Mais vous et moi ne sommes pas des stratèges de l’armée américaine vivant dans l’appréhension permanente de la menace rouge. Et équipés par ailleurs des plus gros pétards jamais conçus par l’humanité, mais n’ayant pas pu en faire claquer un seul depuis 15 ans. Par conséquent, la réaction de l’armée est un peu plus expansive :

« Et si on y faisait exploser une ogive nucléaire, dans votre ceinture ? »

A leur décharge, il ne s’agit pas que de faire joujou. Le Pentagone craint que les Russes le fassent déjà (après tout ils ont lancé des satellites avant les Américains), et imagine qu’une telle détonation, en libérant d’importantes quantités de particules énergétiques, pourrait éventuellement brouiller les radars et, par exemple, dissimuler l’arrivée d’un missile. Voire il se demande si une détonation nucléaire dans la ceinture de Van Allen ne pourrait pas permettre de diriger un flux de radiations vers l’ennemi.

Van Allen est donc contacté par l’armée immédiatement après sa découverte, et accepte de travailler sur la question. Dès 1958, des explosions atomiques sont donc réalisées dans l’atmosphère. Elles permettent de constater des niveaux de radiations très élevés, mais avant que les équipes aient le temps de bien comprendre pourquoi et comment, l’Union Soviétique propose aux Etats-Unis d’interdire les essais nucléaires dans l’atmosphère. Washington accepte, et les deux grandes puissances conviennent, sans signer un traité formel, de ne plus recommencer. Et soyons honnêtes, elles ont tenu un peu plus de trois ans.

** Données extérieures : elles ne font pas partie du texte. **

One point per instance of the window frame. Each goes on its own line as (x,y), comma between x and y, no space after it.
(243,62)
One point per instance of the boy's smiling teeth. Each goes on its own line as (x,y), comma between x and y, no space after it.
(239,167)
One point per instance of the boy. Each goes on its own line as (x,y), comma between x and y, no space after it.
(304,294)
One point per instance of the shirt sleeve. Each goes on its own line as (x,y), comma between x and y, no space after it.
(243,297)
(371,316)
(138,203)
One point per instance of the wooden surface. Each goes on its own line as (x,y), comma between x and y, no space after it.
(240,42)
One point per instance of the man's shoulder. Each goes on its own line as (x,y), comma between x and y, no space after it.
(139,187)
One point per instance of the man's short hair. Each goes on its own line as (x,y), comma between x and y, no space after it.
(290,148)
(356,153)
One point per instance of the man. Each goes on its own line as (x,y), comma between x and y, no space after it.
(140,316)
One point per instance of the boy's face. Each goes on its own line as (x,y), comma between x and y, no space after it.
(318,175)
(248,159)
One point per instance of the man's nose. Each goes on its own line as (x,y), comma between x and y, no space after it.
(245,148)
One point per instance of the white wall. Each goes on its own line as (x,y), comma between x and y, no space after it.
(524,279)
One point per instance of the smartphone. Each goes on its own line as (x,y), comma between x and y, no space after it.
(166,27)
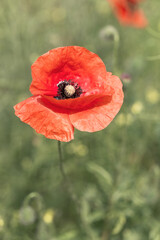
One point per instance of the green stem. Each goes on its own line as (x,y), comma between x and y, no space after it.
(115,52)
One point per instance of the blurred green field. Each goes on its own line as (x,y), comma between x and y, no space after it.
(115,173)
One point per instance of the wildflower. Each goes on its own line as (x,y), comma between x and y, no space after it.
(71,88)
(129,13)
(48,216)
(152,96)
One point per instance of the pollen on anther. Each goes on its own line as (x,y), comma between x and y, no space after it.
(69,90)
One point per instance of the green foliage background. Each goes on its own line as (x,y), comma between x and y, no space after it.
(114,173)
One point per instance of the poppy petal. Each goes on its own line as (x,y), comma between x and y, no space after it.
(68,63)
(45,118)
(102,113)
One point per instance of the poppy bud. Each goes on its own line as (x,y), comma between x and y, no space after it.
(109,33)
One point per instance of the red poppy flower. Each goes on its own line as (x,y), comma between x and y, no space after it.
(128,12)
(71,88)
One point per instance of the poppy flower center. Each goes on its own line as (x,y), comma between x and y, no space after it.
(68,89)
(133,5)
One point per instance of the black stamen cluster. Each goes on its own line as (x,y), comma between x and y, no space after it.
(61,90)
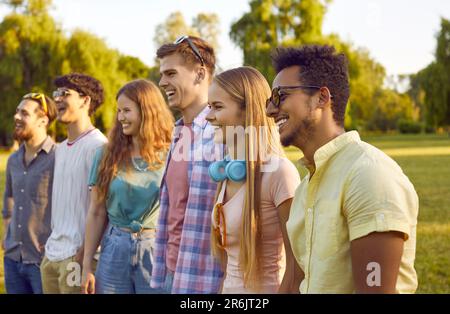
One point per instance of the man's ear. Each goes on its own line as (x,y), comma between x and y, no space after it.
(201,74)
(324,97)
(87,101)
(45,121)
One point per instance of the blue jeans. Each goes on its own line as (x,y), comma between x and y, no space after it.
(21,278)
(125,264)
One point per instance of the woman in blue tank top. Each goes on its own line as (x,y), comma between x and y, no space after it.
(124,182)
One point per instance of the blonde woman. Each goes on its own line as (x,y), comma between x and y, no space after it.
(256,186)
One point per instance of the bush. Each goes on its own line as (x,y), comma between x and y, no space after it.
(409,126)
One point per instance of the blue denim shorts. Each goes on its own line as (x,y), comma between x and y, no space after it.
(125,264)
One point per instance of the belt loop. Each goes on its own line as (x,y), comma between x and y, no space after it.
(110,228)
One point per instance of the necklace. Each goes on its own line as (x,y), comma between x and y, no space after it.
(136,166)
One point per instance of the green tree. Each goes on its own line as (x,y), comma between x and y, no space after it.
(272,23)
(204,25)
(430,87)
(34,50)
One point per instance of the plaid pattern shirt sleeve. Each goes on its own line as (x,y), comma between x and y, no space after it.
(197,270)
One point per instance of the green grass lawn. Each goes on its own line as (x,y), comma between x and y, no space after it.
(426,161)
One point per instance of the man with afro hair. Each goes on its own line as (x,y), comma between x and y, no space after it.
(77,97)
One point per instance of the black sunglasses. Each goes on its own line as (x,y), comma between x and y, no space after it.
(63,93)
(275,98)
(192,45)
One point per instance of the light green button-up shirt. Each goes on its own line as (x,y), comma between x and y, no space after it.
(355,189)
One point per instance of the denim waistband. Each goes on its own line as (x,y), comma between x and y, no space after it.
(118,231)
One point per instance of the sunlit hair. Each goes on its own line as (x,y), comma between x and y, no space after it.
(154,134)
(249,88)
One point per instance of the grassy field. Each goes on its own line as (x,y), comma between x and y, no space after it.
(426,161)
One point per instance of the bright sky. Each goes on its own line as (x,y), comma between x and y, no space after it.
(400,34)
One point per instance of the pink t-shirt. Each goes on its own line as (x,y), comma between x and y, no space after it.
(276,187)
(177,182)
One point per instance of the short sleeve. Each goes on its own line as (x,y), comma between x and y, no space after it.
(283,181)
(379,198)
(93,174)
(7,212)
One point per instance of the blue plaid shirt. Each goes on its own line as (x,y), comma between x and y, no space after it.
(197,271)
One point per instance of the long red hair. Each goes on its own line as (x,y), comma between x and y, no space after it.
(154,134)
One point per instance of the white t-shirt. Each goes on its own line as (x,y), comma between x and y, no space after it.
(70,195)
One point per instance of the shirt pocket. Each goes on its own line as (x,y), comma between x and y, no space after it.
(39,186)
(325,242)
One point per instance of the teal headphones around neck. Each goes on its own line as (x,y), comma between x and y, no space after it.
(234,170)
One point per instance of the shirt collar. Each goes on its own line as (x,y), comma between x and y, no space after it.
(199,120)
(324,153)
(46,146)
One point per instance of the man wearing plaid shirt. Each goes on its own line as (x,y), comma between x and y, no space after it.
(183,262)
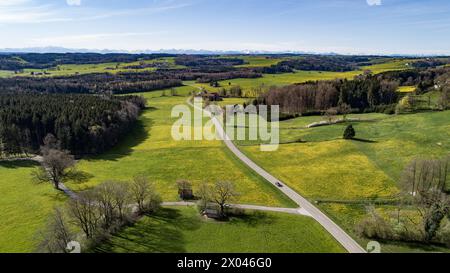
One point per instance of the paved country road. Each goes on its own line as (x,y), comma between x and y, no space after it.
(337,232)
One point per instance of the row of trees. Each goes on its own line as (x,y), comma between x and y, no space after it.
(220,194)
(120,83)
(83,124)
(19,61)
(320,63)
(98,213)
(362,94)
(205,61)
(424,186)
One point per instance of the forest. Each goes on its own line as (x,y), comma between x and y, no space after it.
(361,95)
(320,63)
(41,61)
(84,124)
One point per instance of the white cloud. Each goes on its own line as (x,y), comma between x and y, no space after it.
(73,2)
(374,2)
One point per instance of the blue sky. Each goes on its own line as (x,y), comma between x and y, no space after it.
(344,26)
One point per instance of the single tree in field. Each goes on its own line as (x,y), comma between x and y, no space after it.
(56,235)
(349,132)
(84,211)
(344,109)
(223,193)
(330,114)
(56,167)
(185,189)
(204,194)
(424,182)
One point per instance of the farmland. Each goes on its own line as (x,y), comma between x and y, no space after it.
(326,168)
(24,206)
(268,80)
(316,162)
(151,151)
(182,230)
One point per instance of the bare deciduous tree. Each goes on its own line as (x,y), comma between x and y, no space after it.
(56,167)
(424,181)
(204,193)
(84,211)
(144,195)
(330,115)
(56,235)
(185,189)
(223,193)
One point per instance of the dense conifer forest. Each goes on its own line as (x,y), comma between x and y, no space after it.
(84,124)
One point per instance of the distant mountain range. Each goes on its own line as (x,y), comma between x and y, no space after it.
(52,49)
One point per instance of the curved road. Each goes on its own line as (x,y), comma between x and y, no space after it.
(337,232)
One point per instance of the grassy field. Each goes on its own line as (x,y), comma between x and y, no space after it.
(407,89)
(6,73)
(349,215)
(150,150)
(258,61)
(327,167)
(182,230)
(24,206)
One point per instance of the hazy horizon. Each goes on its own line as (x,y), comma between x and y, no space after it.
(375,27)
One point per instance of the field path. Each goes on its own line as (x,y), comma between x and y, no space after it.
(337,232)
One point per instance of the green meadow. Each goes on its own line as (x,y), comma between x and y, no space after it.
(320,165)
(6,73)
(148,150)
(151,151)
(324,166)
(73,69)
(182,230)
(258,61)
(24,206)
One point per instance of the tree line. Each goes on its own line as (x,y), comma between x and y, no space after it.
(91,83)
(19,61)
(362,94)
(423,211)
(83,124)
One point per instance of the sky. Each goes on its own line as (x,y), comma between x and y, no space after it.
(322,26)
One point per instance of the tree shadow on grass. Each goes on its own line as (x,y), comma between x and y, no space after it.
(253,219)
(159,233)
(138,134)
(19,163)
(365,140)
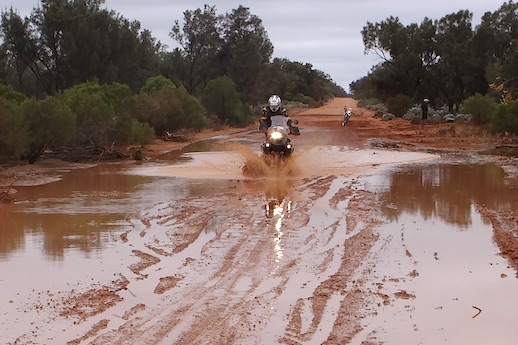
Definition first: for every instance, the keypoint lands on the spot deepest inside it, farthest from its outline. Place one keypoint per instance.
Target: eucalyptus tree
(66, 42)
(406, 53)
(246, 52)
(50, 122)
(200, 41)
(497, 40)
(456, 75)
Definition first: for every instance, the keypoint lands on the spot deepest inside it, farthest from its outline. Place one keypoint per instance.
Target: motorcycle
(277, 141)
(347, 116)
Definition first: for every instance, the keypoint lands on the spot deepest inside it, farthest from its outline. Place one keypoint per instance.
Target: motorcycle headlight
(276, 135)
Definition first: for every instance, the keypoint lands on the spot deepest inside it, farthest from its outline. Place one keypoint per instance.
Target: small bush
(141, 133)
(505, 119)
(365, 102)
(399, 105)
(480, 107)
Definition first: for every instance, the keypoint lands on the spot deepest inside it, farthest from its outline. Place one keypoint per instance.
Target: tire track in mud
(255, 279)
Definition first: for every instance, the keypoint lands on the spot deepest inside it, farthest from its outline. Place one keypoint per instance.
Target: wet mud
(216, 245)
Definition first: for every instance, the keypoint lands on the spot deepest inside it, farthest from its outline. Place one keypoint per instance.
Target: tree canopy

En 1962, les Etats-Unis initient donc le projet Dominic, un programme de 36 essais nucléaires atmosphériques. Et le 9 juillet, c’est l’opération Starfish Prime (Etoile de Mer Première, ils ne sont pas toujours inspirés). Un missile est lancé depuis Honolulu, qui emmène une ogive de 1,4 mégatonne à 400 km d’altitude. Un niveau considéré comme au-delà de l’atmosphère terrestre, mais que les plus attentifs d’entre vous auront identifié comme encore bien inférieur à la première ceinture de Van Allen. L’idée est d’étudier les effets d’une telle détonation en haute atmosphère, pour les ceintures on verra plus tard.

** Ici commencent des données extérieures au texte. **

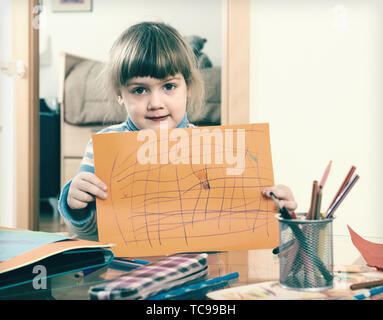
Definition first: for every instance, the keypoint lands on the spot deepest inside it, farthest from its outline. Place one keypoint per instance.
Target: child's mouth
(158, 118)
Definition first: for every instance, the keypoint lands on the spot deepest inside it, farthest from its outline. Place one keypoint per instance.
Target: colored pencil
(195, 287)
(344, 184)
(366, 285)
(310, 213)
(365, 295)
(325, 176)
(318, 205)
(342, 196)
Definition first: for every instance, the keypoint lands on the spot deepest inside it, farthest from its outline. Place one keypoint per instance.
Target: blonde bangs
(154, 50)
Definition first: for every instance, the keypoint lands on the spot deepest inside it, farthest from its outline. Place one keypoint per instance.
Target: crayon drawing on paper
(185, 190)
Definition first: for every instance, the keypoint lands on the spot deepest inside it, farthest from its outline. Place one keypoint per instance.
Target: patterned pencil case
(165, 274)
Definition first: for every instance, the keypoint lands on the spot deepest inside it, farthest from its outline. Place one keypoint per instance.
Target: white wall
(317, 77)
(7, 159)
(92, 34)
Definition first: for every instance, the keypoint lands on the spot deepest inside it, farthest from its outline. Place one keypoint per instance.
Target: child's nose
(155, 100)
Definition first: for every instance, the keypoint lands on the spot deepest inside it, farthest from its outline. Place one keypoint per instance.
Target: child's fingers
(93, 179)
(76, 204)
(82, 196)
(289, 205)
(280, 191)
(93, 189)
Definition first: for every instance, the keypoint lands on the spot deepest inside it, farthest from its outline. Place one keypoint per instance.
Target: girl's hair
(157, 50)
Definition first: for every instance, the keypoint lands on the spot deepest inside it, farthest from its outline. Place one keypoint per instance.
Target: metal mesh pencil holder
(305, 254)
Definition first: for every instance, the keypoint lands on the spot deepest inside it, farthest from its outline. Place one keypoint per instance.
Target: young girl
(152, 72)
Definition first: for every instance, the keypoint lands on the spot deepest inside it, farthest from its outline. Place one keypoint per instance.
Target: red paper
(371, 252)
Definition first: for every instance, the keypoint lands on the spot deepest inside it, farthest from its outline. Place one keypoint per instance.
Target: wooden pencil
(343, 185)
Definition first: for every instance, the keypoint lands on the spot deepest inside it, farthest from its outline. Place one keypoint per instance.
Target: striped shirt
(86, 228)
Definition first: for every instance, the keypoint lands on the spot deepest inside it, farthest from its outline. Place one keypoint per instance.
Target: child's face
(150, 101)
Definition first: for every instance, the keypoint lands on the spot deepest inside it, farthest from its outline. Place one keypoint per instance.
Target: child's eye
(169, 86)
(139, 90)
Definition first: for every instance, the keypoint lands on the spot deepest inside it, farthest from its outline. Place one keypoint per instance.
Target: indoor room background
(316, 77)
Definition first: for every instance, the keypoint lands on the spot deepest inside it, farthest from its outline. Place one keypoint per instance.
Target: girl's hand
(284, 194)
(83, 189)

Quels effets, donc ? On peut les résumer en trois lettres : IEM, pour Impulsion Electro-Magnétique (EMP en version originale). Une IEM, c’est une sorte d’onde de choc électromagnétique, qui sature et donc « grille » les circuits électriques. Sur l’île hawaïenne d’Oahu, à environ 1 500 km de la détonation, des alarmes intrusion se déclenchent, les plombs sautent, une partie de l’éclairage public grille, et de nombreuses voitures s’arrêtent. Des stations radios tombent également en carafe, et de manière générale les communications sont perturbées sur une partie de l’archipel. Un peu plus haut, 6 satellites ont été grillés.

Oahu la vache !

( photo prise depuis Honolulu)

Mais à côté de ça, Starfish Prime crée une bien jolie aurore boréale, visible à des milliers de kilomètres à la ronde.

Ca vaut le coup de racheter des fusibles non ? Et de la crème solaire, aussi.

Les Etats-Unis réalisent encore quelques essais du même genre dans la foulée, dont les résultats sont encore classifiés à ce jour (on les a, mais vraiment on peut pas en parler). Puis un traité d’interdiction partielle des essais nucléaires est signé le 3 août 1963, qui prohibe notamment les essais dans l’atmosphère, dans l’espace, et sous l’eau.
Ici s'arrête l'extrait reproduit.